Claudio Speranza – 2003

“Il lavoro mi ha consentito di vivere come sognavo, cercando emozioni”

Claudio Speranza - 2003 Claudio Speranza, immagini significative che in ogni trasferta ci ha regalato e che giorno dopo giorno si sono andate ad aggiungere al grande patrimonio della Rai. Ha raccontato momenti ricchi di significato con sensibilità, garbo, gentilezza e grande professionalità. Ha arricchito le nostre serate davanti alla tv con il suo tocco leggero, pur di fronte alle atrocità della guerra o degli avvenimenti più devastanti. Ha narrato gioia ed allegria. Ci ha dato sempre la sensazione di esserci da protagonisti.
Ha fatto parte di quei tanti personaggi che hanno attraversato in anni di serio lavoro la nostra Azienda, che hanno avuto grande visibilità in immagini, ma che non ne hanno avuta come persona, riscontrata però dalla stima e dall’affetto dei colleghi. Ha lavorato con amore e con umiltà, dietro le quinte, dentro i clamorí, ma nello stesso tempo lontano, seminascosto dalla macchina da presa, dalla telecamera. Un lavoro, ma anche un ideale. Un più che doveroso grazie a Claudio perché testimone di un lavoro duro, a volte oscuro, ma denso di umanità e ricchezza espressiva.

 

Qual’ è stato il rapporto con la Rai?

Un amore a prima vista che è durato 41 anni. E’ stata la mia casa. Oggi sono tutti bellissimi ricordi.

Non c’è angolo di mondo che tu non conosca. Quale reportage ti ha colpito di più e perché?

Sceglierne uno è difficile. Posso dire che il carcere di massima sicurezza di McAlster in Oklaoma, costruito completatnente sotto terra, mi ha colpito moltissimo. Ma, il più orrendo 1’ho vissuto in Angola con 1’immagine struggente di un bimbo ferito da una mina giocattolo, a forma di farfalla, che ha perso la vita di fronte alla telecamera. Il più chiassoso è stato quello nel quale ho ripreso l’arrivo della primavera a Sagastyr nella Siberia orientale, quando la gente, per dimenticare freddo e miseria, si butta nell’eccesso e nell’allegria.
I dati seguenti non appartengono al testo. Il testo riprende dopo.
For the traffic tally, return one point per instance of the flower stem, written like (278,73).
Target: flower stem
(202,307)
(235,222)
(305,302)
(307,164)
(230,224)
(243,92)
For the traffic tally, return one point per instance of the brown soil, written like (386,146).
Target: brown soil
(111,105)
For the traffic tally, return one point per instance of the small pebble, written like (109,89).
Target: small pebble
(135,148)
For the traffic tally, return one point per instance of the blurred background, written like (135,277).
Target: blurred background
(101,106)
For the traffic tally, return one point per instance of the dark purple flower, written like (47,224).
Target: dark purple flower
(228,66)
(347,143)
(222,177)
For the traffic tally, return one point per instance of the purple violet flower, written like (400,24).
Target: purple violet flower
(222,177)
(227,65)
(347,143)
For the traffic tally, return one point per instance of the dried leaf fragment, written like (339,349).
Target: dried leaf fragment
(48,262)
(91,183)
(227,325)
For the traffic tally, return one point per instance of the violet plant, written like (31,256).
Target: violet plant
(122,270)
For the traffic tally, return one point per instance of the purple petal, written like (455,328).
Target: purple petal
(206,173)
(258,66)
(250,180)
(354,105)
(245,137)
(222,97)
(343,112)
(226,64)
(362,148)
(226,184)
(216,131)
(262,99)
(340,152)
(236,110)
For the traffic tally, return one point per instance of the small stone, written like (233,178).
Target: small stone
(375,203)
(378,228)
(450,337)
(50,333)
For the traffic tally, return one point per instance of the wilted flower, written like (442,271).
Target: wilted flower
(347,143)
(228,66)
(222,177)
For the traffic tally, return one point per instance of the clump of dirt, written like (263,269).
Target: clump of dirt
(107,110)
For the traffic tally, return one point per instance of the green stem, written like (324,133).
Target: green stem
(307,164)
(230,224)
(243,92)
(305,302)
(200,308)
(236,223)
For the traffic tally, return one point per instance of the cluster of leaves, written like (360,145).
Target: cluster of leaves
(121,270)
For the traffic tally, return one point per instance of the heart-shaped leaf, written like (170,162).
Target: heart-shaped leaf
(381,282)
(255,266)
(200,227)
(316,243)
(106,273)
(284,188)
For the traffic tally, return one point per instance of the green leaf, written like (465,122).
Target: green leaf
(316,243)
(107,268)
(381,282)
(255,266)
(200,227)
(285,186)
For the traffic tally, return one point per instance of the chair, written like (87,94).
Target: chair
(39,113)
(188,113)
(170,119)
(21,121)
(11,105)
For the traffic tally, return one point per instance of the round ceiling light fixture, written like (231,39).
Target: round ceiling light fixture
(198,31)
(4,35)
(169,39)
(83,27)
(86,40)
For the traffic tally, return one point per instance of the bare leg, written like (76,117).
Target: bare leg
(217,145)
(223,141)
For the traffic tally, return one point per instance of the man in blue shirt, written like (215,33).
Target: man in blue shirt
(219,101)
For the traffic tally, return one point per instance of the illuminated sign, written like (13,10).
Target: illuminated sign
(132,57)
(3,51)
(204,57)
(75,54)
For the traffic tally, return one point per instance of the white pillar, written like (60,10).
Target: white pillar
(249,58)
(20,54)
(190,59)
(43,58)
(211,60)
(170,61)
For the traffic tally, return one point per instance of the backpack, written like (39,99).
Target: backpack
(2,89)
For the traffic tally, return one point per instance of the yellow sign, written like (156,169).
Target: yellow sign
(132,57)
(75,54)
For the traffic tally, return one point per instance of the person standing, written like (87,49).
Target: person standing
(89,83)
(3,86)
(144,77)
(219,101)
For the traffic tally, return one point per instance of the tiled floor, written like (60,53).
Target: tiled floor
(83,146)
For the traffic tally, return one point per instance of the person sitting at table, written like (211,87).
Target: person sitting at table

Parlaci della tua professione dagli inizi ad oggi?

Sono entrato in Rai nel 1961. Fui destinato, come cameraman, ai programmi di prosa, rivista. culturali e sportivi. Successivamente passai all’informazione giornalistica. La professione ha beneficiato delle evoluzioni tecnologiche: le apparecchiature si sono miniaturizzate migliorando la sensibilità e la qualità dell’immagine. Una telecamera oggi può essere più piccola di una penna stilografica. Una microcamera mi ha consentito di raccontare la vita dei “clochard” come condizione sociale, trasformandomi in uno di loro. Ho trascorso una notte alla stazione Termini nascondendo, per non creare sospetti, la telecamera all’interno di un cartone di vino.
Ho vissuto un momento storico: il passaggio dalle riprese filmate a quelle elettroniche Litilizzate soprattutto nell’attualità.

Quanto ti hanno colpito gli avvenimenti e che cosa ti hanno lasciato?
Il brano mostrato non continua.